Another alternative is to use the odfWeave product. This is
attractive because the investment in Microsoft Word training can be
largely carried over to Open Office. This option requires the use of
R, because I have not seen a SAS odfWeave product. However,
programming this is not out of the question.

Another option I have not explored is an initiative by SAS to exchange information with Microsoft Office. This seems to be oriented toward a
business intelligence audience, and I have not explored whether it
would be appropriate in a clinical trial reporting situation. An
obvious advantage to this solution is that the software tools in which
most pharmaceutical and healthcare research companies have already
invested licensing and training fees will continue to be
used. However, I do not know how easy this will be to implement in a
clinical trial reporting setting or if it adheres to the principles of
reproducible research.

Another possible approach is the use of extensible markup language
(XML) standards, such as those hosted by the OASIS consortium. While I
have not explored these ideas fully, I have heard of one group
producing table shells (i.e. table layouts with placeholder
information) that are reused at the final table production
phase. Though that example is not quite reproducible research, the
fact that XML is based mostly on text makes it possible to convert it
easily to a web page, PDF document, or even RTF, and a weave package
for R or SAS could easily be written in much the same way of Sweave or
SASweave. I don't know of any implementation of these solutions, so
something based on these standards would have to be developed either
in-house (expensive) or externally (slowing adoption).

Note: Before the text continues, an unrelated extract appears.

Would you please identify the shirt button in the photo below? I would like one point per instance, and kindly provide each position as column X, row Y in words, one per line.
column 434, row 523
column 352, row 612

Finally, since Office 2007 Microsoft has moved (somewhat) toward
implementing open standards (e.g. XML) for its Office products. This
makes it possible, for example, for a WordWeave solution to be
written. Again, I don't know of an existing solution, so this route
would either lead to slow adoption or heavy investment.

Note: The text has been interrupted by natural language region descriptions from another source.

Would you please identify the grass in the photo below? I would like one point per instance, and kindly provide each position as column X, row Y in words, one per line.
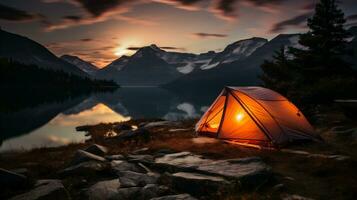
column 318, row 178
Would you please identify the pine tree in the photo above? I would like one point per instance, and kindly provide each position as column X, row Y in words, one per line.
column 324, row 44
column 322, row 73
column 278, row 74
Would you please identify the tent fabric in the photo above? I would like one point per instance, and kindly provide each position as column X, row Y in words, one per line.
column 255, row 115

In a clinical research organization (CRO) or larger pharmaceutical
company setting, it may be possible to select a small project in which
these ideas (those that do not require new software to be developed)
can be implemented. Those who are most familiar with the tools can be
selected to be on the project, and a computer can be dedicated
temporarily to housing the tools. A rough, abbreviated validation plan
can be implemented to assure basic quality measures are set up. If the
CRO has a project that is not GCP compliant, this will be perfect for
such an effort. Implementing in a small project is probably the best
approach because the project team can evaluate the new process and
identify the major organization-specific challenges in implementing
the changes across all projects. The major issue is going to be
sharing documents with the sponsor, vendors, and third-party
consultants. PDF with comment ability may be the best standard to use.

5 Conclusion

Reproducible research enables producers and consumers of clinical
trial data (usually, sponsors and the FDA) to trace quickly the flow
of data in such a way that reports are easily reproduced. The closer
we get to this ideal the more quickly the FDA can review data on a new
product, leading to either a quicker approval or quicker
identification of deficiencies in an application. Moving toward this
ideal will usually require a heavy investment of resources, but may be
worth it if products are approved more quickly.